Tuesday, Feb. 3 1863
QUEEN’S QUEST QUIETLY QUANTIFIED
Cmdr. Ellet’s Queen of the West had missed the chance to ram and
sink City of Vicksburg and gone on downriver. Today was more
productive: below the mouth of the Red River she caught three
Confederate vessels, one empty, one loaded with tons of canned pork
and live hogs, and the third filled with molasses, sugar, flour and
cotton. After the crews and passengers were taken off, Ellet ordered
all three ships, along with their cargos, burned. It is left to the
imagination of the reader to contemplate the stench that wafted
downwind from this conflagration.
Wednesday, Feb. 3, 1864
MISSISSIPPI MARAUDERS MARCHING
On this day 26,000 men under Gen. William Tecumseh Sherman left
Vicksburg, Miss., heading for Meridian, with the purpose of tearing
up railroads and generally wreaking all the havoc that opportunity
presented to them. They were supposed to be accompanied by 7600
cavalrymen under the command of Gen. William Sooy Smith, but the
horsemen were late in arriving for march. Sherman was already of the
opinion that cavalry was a low, slow and unreliable fighting force.

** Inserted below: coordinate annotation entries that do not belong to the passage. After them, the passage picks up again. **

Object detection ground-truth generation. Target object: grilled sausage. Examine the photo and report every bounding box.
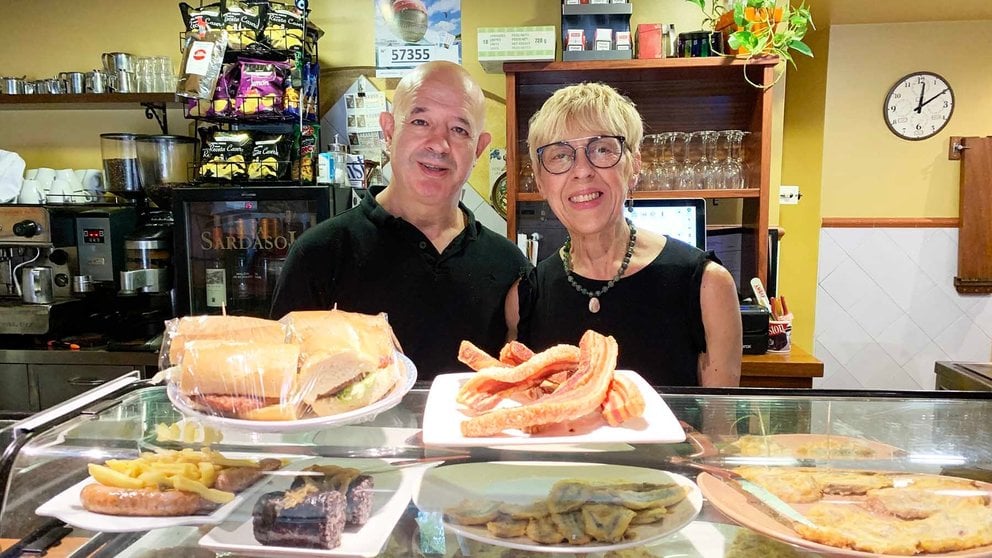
[79,483,209,517]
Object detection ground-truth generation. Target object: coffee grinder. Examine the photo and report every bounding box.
[101,134,197,343]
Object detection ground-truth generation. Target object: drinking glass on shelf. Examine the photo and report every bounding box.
[672,132,693,190]
[719,130,747,189]
[637,134,661,190]
[658,132,679,190]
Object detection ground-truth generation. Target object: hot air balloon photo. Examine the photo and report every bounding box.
[374,0,462,77]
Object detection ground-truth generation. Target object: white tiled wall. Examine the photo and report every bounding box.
[813,228,992,389]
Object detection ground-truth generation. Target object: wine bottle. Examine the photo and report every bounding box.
[204,215,227,314]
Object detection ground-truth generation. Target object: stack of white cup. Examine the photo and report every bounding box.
[17,171,103,208]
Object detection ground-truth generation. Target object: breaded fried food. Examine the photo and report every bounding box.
[526,516,565,544]
[548,479,592,513]
[793,438,876,459]
[582,504,637,543]
[812,469,893,495]
[486,513,527,539]
[865,488,985,519]
[630,507,668,525]
[594,484,689,511]
[918,505,992,553]
[551,510,592,545]
[727,434,790,457]
[499,500,551,519]
[793,503,917,556]
[444,499,501,525]
[734,467,823,504]
[909,476,990,506]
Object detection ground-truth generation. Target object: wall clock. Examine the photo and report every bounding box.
[882,72,954,141]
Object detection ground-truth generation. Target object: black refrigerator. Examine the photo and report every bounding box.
[173,186,335,317]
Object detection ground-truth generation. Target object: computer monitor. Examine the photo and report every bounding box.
[624,198,706,250]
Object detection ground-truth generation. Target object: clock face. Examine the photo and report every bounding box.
[882,72,954,140]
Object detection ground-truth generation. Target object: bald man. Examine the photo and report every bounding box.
[271,62,529,380]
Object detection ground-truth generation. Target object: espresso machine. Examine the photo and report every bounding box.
[0,205,85,336]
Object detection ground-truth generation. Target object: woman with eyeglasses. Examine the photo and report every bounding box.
[507,83,742,386]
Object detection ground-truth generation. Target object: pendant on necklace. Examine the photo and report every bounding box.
[589,296,599,314]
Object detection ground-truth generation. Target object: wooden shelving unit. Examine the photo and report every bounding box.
[0,93,182,134]
[503,57,778,281]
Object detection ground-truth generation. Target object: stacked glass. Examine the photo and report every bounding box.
[638,130,748,190]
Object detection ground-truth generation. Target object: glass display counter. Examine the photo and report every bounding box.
[0,379,992,557]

Smith’s delay did little to help matters.
Friday, Feb. 3 1865
CONFERENCE CONSIDERS CONFEDERATE CAPITULATION
On this day the Hampton Roads Conference took place. This
extraordinary meeting brought President Lincoln and Secretary of
State William Seward, representing the Federals, together with
Alexander Stephens, John Campbell and R.M.T. Hunter to speak for the
South. On a ship off Hampton Roads, off Ft. Monroe, Va., the
southerners proposed a joint mission of the two countries
against the French in Mexico. This, they argued, would give the
fighting men a common enemy to tackle, reduce the hostility levels,
and accomplish what the Mexican War of the 1840’s had set out to do.
Lincoln rejected the plan almost out of hand. He denied utterly the
notion that there were two countries.